Yang uniknya tuh, batu batu ini enggak pernah abis lho, padahal tiap hari diangkut menggunakan truk menuju kupang, lalu dikirim ke Surabaya dan diekspor.

Setelah melewati pemandangan karung karung batu, perjalanan sedikit tersendat karena ada perbaikan jalan, beberapa truk berbaris menunggu giliran bongkar muat pasir, sedangkan di sisi lain ada alat berat yang meratakan pasir di jalan, sepertinya sih mau diaspal ulang.

 
Dan akhirnya bukit yang kita tuju terlihat juga, jalanan yang kita lalui ini mulai menanjak dan makin menanjak mengikuti kemiringan bukit, jalan yang awalnya aspal, di kemiringan bukit ini berubah menjadi cor beton, untungnya sih lumayan lebar dan dibuat kasar, jadi enggak licin. Nah di kemiringan bukit inilah pemandangan cantik itu bisa kita nikmati.
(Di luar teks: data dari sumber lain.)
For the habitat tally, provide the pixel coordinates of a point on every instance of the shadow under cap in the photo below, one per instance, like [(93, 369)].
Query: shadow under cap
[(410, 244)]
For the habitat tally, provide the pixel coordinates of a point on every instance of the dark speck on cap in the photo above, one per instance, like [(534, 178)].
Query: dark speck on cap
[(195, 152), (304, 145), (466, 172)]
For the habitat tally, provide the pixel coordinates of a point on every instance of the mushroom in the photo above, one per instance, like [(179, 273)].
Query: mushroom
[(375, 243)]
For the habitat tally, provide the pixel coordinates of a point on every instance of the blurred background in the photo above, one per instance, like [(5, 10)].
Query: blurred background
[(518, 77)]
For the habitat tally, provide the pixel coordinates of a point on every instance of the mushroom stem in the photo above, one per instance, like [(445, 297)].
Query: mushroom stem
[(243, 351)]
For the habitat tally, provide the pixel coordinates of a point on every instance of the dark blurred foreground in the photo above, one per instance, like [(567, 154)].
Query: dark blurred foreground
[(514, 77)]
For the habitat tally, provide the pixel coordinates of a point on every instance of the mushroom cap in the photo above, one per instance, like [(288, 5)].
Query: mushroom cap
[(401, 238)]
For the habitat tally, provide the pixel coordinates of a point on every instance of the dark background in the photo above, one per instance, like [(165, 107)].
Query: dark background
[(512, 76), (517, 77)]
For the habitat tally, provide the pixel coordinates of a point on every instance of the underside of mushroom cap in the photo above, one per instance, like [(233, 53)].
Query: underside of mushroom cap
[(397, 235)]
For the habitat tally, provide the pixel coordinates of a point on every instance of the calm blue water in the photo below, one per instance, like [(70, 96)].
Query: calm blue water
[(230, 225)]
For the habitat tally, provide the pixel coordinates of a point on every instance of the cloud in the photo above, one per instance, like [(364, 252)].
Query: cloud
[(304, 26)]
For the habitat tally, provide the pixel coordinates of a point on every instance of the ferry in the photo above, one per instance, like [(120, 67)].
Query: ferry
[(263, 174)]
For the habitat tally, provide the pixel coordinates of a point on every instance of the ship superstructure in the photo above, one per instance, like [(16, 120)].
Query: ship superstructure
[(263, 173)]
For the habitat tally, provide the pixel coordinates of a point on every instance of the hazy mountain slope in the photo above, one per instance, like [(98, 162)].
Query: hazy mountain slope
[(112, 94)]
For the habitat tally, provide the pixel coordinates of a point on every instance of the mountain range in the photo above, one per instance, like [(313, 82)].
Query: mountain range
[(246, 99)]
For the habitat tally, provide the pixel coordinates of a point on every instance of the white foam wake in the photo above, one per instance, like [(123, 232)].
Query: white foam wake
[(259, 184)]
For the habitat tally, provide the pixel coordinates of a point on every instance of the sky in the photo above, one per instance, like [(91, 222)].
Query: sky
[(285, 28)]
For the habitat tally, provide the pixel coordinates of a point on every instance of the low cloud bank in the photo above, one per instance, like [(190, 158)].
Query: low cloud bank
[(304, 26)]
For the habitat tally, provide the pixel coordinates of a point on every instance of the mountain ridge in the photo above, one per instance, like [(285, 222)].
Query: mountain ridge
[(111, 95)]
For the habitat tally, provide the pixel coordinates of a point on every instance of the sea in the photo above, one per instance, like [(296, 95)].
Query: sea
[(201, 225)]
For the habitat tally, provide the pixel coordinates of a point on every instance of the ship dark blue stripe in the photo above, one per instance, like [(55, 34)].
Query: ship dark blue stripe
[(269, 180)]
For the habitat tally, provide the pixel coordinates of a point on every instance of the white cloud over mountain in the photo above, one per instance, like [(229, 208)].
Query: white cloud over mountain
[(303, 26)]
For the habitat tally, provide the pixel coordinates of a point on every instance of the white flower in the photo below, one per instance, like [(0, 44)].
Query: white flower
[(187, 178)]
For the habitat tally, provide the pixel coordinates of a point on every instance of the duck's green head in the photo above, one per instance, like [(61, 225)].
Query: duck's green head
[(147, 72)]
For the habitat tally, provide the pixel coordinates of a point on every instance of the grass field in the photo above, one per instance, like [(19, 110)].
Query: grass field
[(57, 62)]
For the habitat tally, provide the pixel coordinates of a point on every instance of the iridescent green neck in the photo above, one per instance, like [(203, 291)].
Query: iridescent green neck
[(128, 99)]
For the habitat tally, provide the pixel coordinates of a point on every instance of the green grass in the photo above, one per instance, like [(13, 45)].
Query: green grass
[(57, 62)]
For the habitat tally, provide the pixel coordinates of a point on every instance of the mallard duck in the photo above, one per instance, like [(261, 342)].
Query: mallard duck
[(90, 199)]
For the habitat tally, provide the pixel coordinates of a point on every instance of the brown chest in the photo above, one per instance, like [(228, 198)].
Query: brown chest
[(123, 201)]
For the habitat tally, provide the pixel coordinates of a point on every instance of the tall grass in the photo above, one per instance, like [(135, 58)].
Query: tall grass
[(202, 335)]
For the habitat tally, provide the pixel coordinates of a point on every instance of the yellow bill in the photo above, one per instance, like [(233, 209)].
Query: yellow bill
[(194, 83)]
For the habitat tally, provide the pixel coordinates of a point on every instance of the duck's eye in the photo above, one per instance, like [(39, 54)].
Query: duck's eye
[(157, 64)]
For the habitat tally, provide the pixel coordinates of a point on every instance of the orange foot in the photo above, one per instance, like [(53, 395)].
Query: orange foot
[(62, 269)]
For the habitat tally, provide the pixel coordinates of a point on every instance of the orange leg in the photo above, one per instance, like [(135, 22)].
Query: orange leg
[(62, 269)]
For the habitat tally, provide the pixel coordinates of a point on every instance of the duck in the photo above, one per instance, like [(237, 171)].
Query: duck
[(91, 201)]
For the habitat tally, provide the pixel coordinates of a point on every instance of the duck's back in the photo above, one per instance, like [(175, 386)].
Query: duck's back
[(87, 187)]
Aku memarkirkan kendaraan, turun lalu foto foto di jalan miring ini. Tidak sendiri, selain kita juga ada beberapa kelompok yang lagi asyik fotoan, kebanyakan yang kesini sih memang rombongan keluarga gitu.
 


Dari spot ini terlihat pantai kolbano di arah depan sana, melengkung dengan gradasi warna yang cantik. Sebenernya enggak sesuai ekspektasiku sih, sedikit terhalang oleh rimbunnya pepohonan di sebelah kiri, sedikit menghalangi cantiknya pemandangan Pantai Kolbano dari jauh.
 
Tidak lama kita di spot ini, karena waktu sudah sore dan kita harus melanjutkan perjalanan menuju Kota Soe, yang kira kira 2 jam dari sini dengan kecepatan sedang alias selow. Aku memang menghindari malam sih, karena jalur menuju Soe tuh gelap, naik turun dengan kelokan yang aduhai dan banyak truk besar lewat.